Cette précision dans le profilage permet à l’annonceur de mieux cibler ses clients potentiels et de lui montrer une publicité mieux à même d’affecter son comportement d’achat. Vous avez ainsi été ciblé pour être un acheteur potentiel de telle voiture, de tel sac, de tel voyage. Mais aussi de tel biscuit au sucre et à l’huile de palme. Qui s’est insurgé d’avoir été influencé dans un comportement d’achat augmentant potentiellement son risque d’obésité et de diabète? Personne, ou alors bien peu de monde.

Cela veut-il dire que d’autres types d’annonceurs pourraient recourir aux mêmes techniques? Par exemple pour influencer des élections? Notons au passage que lors de la campagne d’Obama, ce dernier avait été encensé pour son utilisation si efficace des réseaux sociaux. Mais il est vrai qu’avec Trump ce n’est pas pareil. Forcément, la technologie a évolué et les gourous digitaux ont appris à utiliser d’autres plateformes numériques afin d’augmenter encore l’efficacité de leurs campagnes. Et quand c’est le méchant qui gagne…

Infographie: Facebook, le plus néfaste des géants de la tech ? | Statista
Vous trouverez plus d’infographies sur Statista

Heureusement, j’ai échappé à tout ça!

En fait, non… il faut bien comprendre aujourd’hui que d’énormes ensembles de données personnelles sont là «quelque part». Même sans profil Facebook, vous êtes profilable. L’application météo si pratique que vous avez installée voulait absolument avoir accès à votre carnet d’adresse, ce que vous avez accepté. Ce petit jeu gratuit si sympathique avait besoin d’accéder à ma localisation. Et cette autre application qui demandait à accéder à mes emails. A quoi cela peut-il bien servir? Mais à recréer votre réseau à travers tous vos contacts. Eux sont sur Facebook ou d’autres réseaux. Vous êtes connecté avec eux, vous appartenez donc à des groupes, à des clusters. Vous avez été profilé. Même sans application, même avec votre vieux Nokia 3310, votre simple numéro de téléphone a permis de vous connecter au réseau de vos connaissances en accédant à leur répertoire.

Et encore, nous n’avons aucune idée des gigantesques ensembles de données personnelles encore inexploités qui dorment dans le cloud. Les objets connectés de toutes sortes (p.ex. les énormes progrès réalisés en reconnaissance vocale sont dus à l’enregistrement et à l’analyse de vos conversations avec divers assistants vocaux), y compris ceux qui traquent votre activité physique, génèrent chaque seconde des tonnes de données très personnelles. Big Data n’est pas un nom galvaudé.

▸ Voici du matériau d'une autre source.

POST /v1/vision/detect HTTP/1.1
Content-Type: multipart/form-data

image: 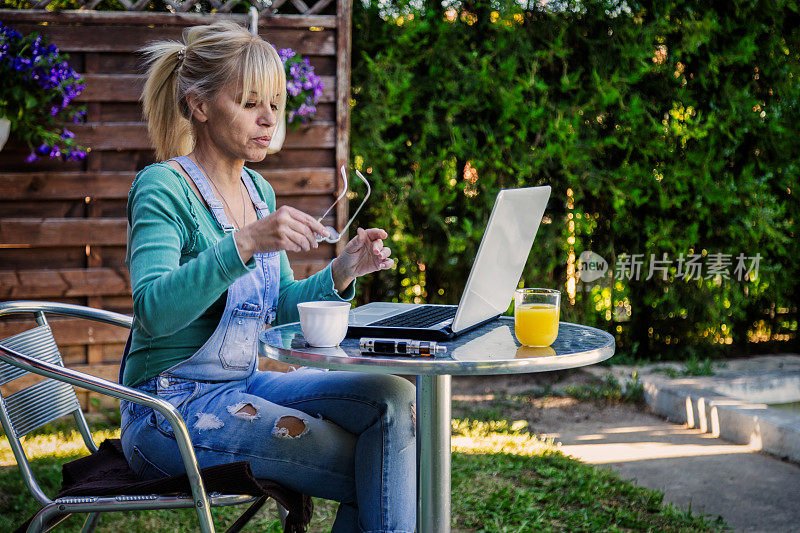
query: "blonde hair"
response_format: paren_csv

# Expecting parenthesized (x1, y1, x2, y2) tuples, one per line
(138, 20, 287, 161)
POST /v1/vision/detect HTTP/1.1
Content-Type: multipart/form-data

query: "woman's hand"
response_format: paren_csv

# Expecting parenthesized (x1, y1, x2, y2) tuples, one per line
(331, 228, 394, 293)
(235, 206, 329, 263)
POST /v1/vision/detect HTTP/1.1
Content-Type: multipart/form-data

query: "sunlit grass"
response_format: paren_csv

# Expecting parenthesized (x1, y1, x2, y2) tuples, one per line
(449, 416, 725, 532)
(0, 427, 120, 466)
(0, 412, 725, 532)
(452, 418, 559, 456)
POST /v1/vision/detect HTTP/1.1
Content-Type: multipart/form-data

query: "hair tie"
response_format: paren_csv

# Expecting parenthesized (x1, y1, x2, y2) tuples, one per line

L’invisibilité aurait-elle un prix?

Si Facebook a 2.1 milliards d’utilisateurs actifs et gagne 40 milliards par an grâce à ses publicités, un abonnement annuel à $20 leur permettrait de ne plus vendre nos données à qui que ce soit. Mais quid de Google, LinkedIn, Snapchat et j’en passe. L’adition serait au final bien trop élevée pour nombre d’entre nous.

Quant à la nouvelle loi européenne sur la protection des données (GDPR), combien de temps avant qu’elle soit réellement effective? Quelles parades trouveront ceux à qui le minage de vos données profite? Réglementer tout cela sera probablement impossible.

Dans le grand monde d’internet, nous sommes tous devenus des produits: big brother is selling you.